Celeste Golden Andrews joined the St. Louis Symphony Orchestra as Second Associate Concertmaster at the start of the 2011-12 season. She began her musical studies at the age of three. When she was nine years old, she became a student of Arkady Fomin, violinist in the Dallas Symphony Orchestra, and at 15, Andrews was accepted into the Curtis Institute of Music, studying with Jaime Laredo and Ida Kavafian. She completed her Bachelor of Music degree at Curtis in 2005, and in 2007, she received a Master of Music degree from the Cleveland Institute of Music where she studied with David Cerone and Paul Kantor.
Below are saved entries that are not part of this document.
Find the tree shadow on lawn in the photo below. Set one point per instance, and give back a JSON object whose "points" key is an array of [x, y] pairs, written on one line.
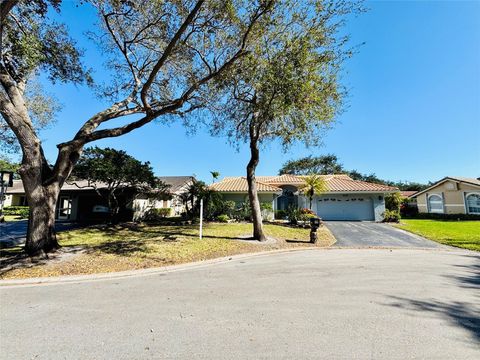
{"points": [[463, 314]]}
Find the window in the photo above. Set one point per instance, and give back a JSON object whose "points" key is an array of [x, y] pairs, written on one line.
{"points": [[435, 204], [473, 203]]}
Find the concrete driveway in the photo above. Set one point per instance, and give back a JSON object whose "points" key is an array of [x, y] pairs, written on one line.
{"points": [[317, 304], [369, 234], [13, 233]]}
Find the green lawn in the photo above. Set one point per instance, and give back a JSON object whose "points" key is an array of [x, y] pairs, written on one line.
{"points": [[100, 249], [464, 234]]}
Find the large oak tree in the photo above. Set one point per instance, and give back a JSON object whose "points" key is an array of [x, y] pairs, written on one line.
{"points": [[165, 58], [288, 88]]}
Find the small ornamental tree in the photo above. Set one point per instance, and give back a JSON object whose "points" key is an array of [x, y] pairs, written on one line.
{"points": [[287, 88], [314, 185], [110, 172]]}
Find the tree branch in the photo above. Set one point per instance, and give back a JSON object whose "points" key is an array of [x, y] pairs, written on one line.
{"points": [[168, 50]]}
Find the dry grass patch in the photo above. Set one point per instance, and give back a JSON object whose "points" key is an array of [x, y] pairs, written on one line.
{"points": [[100, 250]]}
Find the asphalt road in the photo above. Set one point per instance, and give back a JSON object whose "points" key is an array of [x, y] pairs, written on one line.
{"points": [[317, 304], [369, 234]]}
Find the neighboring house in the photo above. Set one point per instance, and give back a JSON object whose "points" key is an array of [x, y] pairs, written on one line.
{"points": [[346, 199], [450, 195], [80, 202]]}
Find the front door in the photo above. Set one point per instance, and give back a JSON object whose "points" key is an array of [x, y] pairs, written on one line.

Andrews is a laureate of several national and international competitions. Most notably, she was the Bronze Medalist at the International Violin Competition of Indianapolis in 2006. She has appeared as soloist with numerous symphony orchestras around the world, including the Latvian Chamber Orchestra in Riga, Latvia, the Dallas Symphony Orchestra, and the Indianapolis Symphony Orchestra. As a chamber musician, she has appeared in series and festivals such as the Jupiter Symphony Chamber Players, the Festival de San Miguel de Allende, the Chamber Music Festival of Lexington, the Innsbrook Institute Music Festival, the Aspen Music Festival and School, and the Marlboro Music Festival. Andrews won a three-year fellowship to the Aspen Music Festival and School in 2004, and was subsequently awarded the Dorothy DeLay Memorial Fellowship by the festival, an award given to only one violin student each summer.

Andrews was the concertmaster of the New York String Orchestra Seminar in 2005 with concerts at Carnegie Hall. She also performed as concertmaster for the Orchestra of St. Luke’s in the New York City premiere of John Adams’ opera A Flowering Tree at Lincoln Center in 2009. She was a member of the Fort Worth Symphony Orchestra from 2010–11, and currently performs regularly with the IRIS Orchestra in Germantown, Tennessee. Andrews made her SLSO solo debut performing Camille Saint-Saëns’ Introduction and Rondo Capriccioso in November 2011.